Some of the non-Muslims who knew him have said, probably correctly – and unfortunately – that they did not know enough about Islam, especially in its radical forms, to assess Hasan’s views. But the weak outcome of a 2003 Senatorial appeal for an inquiry into Islamist financing in America – along with other curious lapses of attention – show that the military is not alone in cringing at the task of investigating Muslim radicals.
At the end of 2003, the U.S. Senate Finance Committee sent a letter to the Internal Revenue Service, signed by the committee’s then-chairman, Senator Chuck Grassley, Republican of Iowa, and its then-ranking Democrat, Senator Max Baucus of Montana. (Baucus is now the committee’s chairman.)
The Senate Committee called on the IRS to collect financial information on 24 Islamist groups operating in the U.S.:
Benevolence International Foundation
Global Relief Foundation
Help the Needy
Holy Land Foundation for Relief and Development
Human Appeal International
Institute of Islamic and Arabic Sciences in America
International Islamic Relief Organization or Internal Relief Organization
Islamic African Relief Society and/or Islamic American Relief Agency
Islamic Assembly of North America
Islamic Association for Palestine
Islamic Circle of North America
Islamic Foundation of America
Islamic Society of North America
Muslim Arab Youth Association
Muslim Student Association
Muslim World League
SAAR Foundation and all members and related entities
Solidarity International and/or Solidarity USA
United Association for Studies and Research
World Assembly of Muslim Youth
Most of these organizations are obscure for ordinary, non-Muslim Americans even today. But with the exception of the Iran-directed Alavi Foundation, which was the object of an assets seizure proceeding this month, and leaving aside the Council on American-Islamic Relations (CAIR), the Muslim American Society (MAS), and a few other absent players, the list provides a map of the “Wahhabi lobby” of radical Muslim proponents in American.

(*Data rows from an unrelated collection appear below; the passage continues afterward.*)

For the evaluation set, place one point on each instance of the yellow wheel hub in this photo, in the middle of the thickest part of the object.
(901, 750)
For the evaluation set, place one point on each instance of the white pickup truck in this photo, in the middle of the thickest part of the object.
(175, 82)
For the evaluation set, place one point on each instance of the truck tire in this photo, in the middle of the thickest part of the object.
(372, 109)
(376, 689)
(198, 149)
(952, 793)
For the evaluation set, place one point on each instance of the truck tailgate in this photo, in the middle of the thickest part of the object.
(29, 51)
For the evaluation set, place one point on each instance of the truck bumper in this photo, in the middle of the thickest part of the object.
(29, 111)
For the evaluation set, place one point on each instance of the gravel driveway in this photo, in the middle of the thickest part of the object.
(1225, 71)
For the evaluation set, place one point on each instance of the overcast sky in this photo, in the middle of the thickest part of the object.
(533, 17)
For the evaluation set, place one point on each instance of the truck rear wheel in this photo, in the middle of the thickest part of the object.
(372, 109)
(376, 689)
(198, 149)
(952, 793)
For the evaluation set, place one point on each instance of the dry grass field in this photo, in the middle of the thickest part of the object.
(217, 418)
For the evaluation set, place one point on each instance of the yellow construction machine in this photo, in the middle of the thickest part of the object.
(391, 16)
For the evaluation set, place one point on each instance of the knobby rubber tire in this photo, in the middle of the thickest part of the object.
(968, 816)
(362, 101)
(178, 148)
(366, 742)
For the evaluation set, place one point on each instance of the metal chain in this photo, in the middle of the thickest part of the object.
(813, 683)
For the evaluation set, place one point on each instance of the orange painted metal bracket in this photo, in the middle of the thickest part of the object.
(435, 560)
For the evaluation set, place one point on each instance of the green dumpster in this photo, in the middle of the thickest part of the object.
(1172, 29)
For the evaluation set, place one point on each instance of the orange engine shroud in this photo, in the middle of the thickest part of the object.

These organizations are financed by, and in some cases act as direct agencies of, powerful institutions in Saudi Arabia and Pakistan, in tandem with their allies in the Muslim Brotherhood.
Late in 2005, however, Senator Grassley first announced that investigation of the 24 groups had ended inconclusively, with no evidence of anything “alarming” beyond the capacity for ordinary response by law enforcement; he then reversed his posture and said that his committee would continue collecting information on them. But the Senate Finance Committee produced nothing new after that.